We are given a graph with say N vertices and M edges. We call a subset of these edges a spanning tree of the graph so that if we keep only these edges, the graph still remains connected and so that the residual graph is a tree. This can also be thought of as specifying discreetly that we have to select exactly N-1 edges out of the total M that we are given.

Some points that should be specified here is that there can be a lot of different number of spanning trees of a graph. Also, ALL the nodes need to be connected by the set of edges that we had selected in our spanning tree.

Moreover, it doesn't really depend on whether we have weighted edges or unweighted edges, though we will shortly be looking at different types of spanning trees, some of which do take advantage of edge weights.

Finding Spanning Trees

To find any random spanning tree of a graph a simple DFS will obviously suffice. Assuming the graph is connected, the edges that we traversed during the DFS will form the spanning tree edge set. Same can be done using a BFS too. In this case, each time we visit a new node for the first time, we add the parent edge to the spanning tree set. In each case we can verify quite easily that the resultant set is such that it has exactly N-1 edges and that everything is connected if we consider ONLY those edges.

But finding random spanning trees is never quite what a problem usually looks for. So I will describe some special types of spanning trees that crop up from time to time.

Minimum Spanning Tree

We are initially given a weighted graph. We define the cost of a spanning tree as the sum of the edgeweights in the tree. Our task is to find a spanning tree whose cost is the minimum out of all the possible spanning trees possible. This can have varied applications as using a similar method we can also find a Maximum spanning tree --- Just negate all the edge weights!. Or a minimum product spanning tree! Here we take the log of the edgeweights. Still problems regarding minimum spanning trees are quite few.

To find a suitable minimum spanning tree, we primarily have 2 algorithms: Prim's algorithm which is basically a modifed dijkstra of sorts and then there is the Kruskal's algorithm which is far more useful. This is quite a comprehensive analysis of the Kruskal's algorithm and it goes against the convention of wikipedia articles being hard to understand :P

(The idea behind Kruskal's algorithm can be used in more areas as well. The technique of sorting the edges and going over them in ascending/descending order and merging nodes as required can be used in problems that are not related to minimum spanning tree problems too. )

(I wont talk much about MSTs or minimum spanning trees as this a topic which has a lot of material on the net.)

DFS-Spanning Tree

Remember earlier how we described a method to find a random spanning tree of the graph by just doing a DFS on the tree? Well, we call this tree a DFS-Spanning tree. The algorithm? Well, just start at a node and do a DFS! To visualize this tree, imagine that whenever you are visiting a new node, it's as if you are adding a child to your current node in the tree.

Here, we have a graph and a possible DFS-Spanning tree. Here we would have gone from 1 to 3 to 2 to 5, then backtracked till 3, then went to 6 and then to 4. However, what could we possibly gather from such a random selection of edges, as we generally do not include any special conditions when doing the DFS for creating this tree.

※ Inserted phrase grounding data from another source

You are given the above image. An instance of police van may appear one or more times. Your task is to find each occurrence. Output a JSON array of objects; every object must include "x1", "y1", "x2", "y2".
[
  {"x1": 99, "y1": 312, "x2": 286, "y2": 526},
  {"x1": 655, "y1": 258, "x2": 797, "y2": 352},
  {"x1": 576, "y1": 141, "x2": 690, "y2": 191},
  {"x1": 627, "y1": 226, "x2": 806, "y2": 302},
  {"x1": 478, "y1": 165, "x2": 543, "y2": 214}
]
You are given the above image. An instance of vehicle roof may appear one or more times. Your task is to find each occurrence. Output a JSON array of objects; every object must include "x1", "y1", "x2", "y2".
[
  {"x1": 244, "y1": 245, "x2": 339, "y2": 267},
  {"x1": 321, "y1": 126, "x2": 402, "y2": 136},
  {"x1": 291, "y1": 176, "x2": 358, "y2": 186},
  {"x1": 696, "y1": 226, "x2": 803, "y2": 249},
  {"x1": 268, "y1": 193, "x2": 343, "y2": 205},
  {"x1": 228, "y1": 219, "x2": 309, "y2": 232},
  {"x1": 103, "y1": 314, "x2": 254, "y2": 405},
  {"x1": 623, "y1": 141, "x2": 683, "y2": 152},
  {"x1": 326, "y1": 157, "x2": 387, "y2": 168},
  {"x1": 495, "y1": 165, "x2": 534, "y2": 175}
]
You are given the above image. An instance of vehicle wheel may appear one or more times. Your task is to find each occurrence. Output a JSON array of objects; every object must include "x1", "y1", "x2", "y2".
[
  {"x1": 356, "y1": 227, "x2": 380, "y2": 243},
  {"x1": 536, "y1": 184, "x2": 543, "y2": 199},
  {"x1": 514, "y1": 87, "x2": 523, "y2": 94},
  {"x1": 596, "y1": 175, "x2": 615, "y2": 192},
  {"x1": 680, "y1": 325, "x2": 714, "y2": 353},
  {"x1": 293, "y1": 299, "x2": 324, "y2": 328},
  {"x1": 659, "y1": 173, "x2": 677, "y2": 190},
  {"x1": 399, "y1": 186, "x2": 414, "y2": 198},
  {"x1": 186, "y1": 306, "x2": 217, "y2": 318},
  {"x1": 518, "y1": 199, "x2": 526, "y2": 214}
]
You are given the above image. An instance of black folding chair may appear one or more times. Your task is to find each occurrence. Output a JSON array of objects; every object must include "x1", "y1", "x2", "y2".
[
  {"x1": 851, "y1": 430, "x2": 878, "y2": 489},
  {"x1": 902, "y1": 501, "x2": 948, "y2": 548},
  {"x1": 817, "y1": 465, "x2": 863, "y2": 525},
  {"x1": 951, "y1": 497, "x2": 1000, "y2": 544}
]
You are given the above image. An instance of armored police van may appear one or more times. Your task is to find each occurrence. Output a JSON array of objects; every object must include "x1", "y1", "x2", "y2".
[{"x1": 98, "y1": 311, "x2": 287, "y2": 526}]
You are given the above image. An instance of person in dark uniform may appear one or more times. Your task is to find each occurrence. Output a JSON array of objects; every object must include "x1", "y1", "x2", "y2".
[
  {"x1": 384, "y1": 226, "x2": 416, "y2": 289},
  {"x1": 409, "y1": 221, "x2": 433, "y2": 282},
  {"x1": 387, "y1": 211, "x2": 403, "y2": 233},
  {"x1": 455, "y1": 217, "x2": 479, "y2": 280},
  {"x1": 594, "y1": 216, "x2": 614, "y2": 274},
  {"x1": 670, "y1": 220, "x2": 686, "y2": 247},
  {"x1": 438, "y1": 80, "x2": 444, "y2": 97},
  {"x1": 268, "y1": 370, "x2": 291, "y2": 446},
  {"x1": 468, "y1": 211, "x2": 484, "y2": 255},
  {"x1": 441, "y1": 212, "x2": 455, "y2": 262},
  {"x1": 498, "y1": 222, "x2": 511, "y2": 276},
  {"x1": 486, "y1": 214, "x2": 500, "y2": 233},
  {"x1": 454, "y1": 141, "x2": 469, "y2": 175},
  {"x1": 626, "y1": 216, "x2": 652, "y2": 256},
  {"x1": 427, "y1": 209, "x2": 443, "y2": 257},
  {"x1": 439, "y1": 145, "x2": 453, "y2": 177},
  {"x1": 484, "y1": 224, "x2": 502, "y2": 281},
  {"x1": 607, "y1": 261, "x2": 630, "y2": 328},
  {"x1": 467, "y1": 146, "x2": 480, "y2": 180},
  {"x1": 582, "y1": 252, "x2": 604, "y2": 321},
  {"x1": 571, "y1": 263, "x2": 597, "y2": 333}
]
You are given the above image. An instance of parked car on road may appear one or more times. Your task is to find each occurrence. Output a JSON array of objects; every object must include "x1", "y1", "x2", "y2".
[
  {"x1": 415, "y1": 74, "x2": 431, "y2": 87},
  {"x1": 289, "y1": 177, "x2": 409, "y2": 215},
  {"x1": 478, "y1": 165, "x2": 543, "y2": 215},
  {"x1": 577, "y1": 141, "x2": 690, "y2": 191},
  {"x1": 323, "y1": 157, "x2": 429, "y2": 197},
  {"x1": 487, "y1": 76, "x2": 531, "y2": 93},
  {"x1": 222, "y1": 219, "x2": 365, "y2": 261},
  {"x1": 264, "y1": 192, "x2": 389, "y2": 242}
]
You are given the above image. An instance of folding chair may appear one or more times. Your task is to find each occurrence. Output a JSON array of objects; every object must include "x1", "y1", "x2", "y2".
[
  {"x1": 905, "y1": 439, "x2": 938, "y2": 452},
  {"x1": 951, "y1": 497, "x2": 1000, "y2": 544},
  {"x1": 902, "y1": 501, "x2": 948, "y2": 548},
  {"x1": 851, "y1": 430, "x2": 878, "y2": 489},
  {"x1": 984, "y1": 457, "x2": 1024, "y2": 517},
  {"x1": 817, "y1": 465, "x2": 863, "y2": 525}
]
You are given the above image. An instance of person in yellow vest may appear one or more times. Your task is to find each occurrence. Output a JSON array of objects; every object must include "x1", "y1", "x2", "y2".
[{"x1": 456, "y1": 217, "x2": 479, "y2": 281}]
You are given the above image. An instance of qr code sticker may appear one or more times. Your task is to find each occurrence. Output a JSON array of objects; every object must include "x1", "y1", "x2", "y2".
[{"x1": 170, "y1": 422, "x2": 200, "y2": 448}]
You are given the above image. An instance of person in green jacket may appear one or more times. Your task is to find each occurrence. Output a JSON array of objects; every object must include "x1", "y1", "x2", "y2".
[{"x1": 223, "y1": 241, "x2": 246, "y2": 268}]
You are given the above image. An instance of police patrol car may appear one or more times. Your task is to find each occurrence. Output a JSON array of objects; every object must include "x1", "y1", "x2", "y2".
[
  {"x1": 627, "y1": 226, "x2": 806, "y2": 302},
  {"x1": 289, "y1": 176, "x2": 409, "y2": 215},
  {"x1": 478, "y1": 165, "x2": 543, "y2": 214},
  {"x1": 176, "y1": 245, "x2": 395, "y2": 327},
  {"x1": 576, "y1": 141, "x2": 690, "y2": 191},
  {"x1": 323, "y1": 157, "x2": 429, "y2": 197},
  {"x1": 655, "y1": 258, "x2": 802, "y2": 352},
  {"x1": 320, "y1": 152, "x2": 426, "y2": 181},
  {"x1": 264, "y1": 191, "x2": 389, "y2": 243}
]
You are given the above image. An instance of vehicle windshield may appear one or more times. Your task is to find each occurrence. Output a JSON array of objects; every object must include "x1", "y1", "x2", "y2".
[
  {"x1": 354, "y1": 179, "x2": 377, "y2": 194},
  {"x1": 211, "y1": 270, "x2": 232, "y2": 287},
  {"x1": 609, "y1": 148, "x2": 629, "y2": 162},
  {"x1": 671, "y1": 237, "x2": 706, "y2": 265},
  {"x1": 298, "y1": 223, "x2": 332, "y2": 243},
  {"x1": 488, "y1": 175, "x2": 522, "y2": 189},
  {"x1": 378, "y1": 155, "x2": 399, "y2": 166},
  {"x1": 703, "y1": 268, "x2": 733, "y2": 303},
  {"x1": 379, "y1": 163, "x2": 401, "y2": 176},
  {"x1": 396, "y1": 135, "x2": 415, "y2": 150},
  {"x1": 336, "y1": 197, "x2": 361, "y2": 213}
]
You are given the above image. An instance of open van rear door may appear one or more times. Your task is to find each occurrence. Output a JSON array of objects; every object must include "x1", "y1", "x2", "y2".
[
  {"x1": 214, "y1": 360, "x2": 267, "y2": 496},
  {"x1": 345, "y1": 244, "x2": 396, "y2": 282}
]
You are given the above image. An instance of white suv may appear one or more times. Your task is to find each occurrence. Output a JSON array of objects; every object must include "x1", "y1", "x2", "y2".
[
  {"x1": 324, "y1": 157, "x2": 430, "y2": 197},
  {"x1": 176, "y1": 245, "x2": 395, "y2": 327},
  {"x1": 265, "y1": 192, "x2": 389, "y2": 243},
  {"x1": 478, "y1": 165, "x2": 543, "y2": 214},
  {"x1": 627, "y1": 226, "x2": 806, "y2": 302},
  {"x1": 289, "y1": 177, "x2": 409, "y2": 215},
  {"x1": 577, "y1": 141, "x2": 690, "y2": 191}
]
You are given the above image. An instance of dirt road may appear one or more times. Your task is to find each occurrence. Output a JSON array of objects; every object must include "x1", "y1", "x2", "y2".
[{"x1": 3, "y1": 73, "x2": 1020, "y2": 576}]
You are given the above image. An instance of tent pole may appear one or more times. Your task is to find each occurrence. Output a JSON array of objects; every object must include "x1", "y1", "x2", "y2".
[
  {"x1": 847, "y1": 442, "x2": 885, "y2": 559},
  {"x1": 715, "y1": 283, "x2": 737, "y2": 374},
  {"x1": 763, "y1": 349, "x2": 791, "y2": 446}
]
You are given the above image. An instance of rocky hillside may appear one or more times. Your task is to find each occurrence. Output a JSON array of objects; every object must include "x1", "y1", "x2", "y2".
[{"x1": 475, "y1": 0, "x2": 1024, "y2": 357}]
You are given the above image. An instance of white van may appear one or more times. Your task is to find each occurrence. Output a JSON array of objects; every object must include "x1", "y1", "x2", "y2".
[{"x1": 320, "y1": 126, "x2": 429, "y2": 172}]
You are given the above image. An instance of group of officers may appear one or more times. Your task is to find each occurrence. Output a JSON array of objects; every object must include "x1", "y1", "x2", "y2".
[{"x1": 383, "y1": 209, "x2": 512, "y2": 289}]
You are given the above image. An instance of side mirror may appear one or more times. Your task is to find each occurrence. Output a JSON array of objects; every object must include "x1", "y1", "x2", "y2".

Turns out, a lot. And all of it hinges on one key property :

BACK EDGES CAN ONLY GO TO AN ANCESTOR.

Firstly what is a backedge? Well, suppose we are doing a DFS and suppose we are at a node v. When we go over its adjacency list, there can be only two types of edges

Edges whose other endpoint is unvisited
Edges whose other endpoint is already visited

In the first case, we simply recurse to this new node and continue our DFS.

In the second case however, we do not recurse to this node. This edge is thus called a backedge: it connects our node to a node that has been already visited by our algorithm. This is also analogous to cycle detection -- Note that this back edge basically forms a cycle -- Since we had already visited the other endpoint, then there must be some path that we had taken to come from that node to this one(an advantage of DFS, we never "teleport" from one node to the other, there has to be connecting edges in between, even if we are backtracking) and since this edge is a brand new edge, that means that we have discovered an entirely new path to that node. Hence a cycle.

So why is our claim that a backedge only exists to one of my current node's ancestor? Well, suppose that it was in some other subtree which had branched out from one of my ancestors. Let this ancestor be lca = LCA(u,v) where v is my current node and u is the other visited endpoint.

Since it was in a different subtree of lca, that means it must have had backtracked from u to the lca before our current node v was reached. But if this edge were present, it would have visited v before it would have considered backtracking, because remember that backtracking is done ONLY when none of the neighbours are in a non-visited state. But if node v was visited from u, then it would have been a descendent of u itself and so our initial claim that u and v were in different subtrees would have been false.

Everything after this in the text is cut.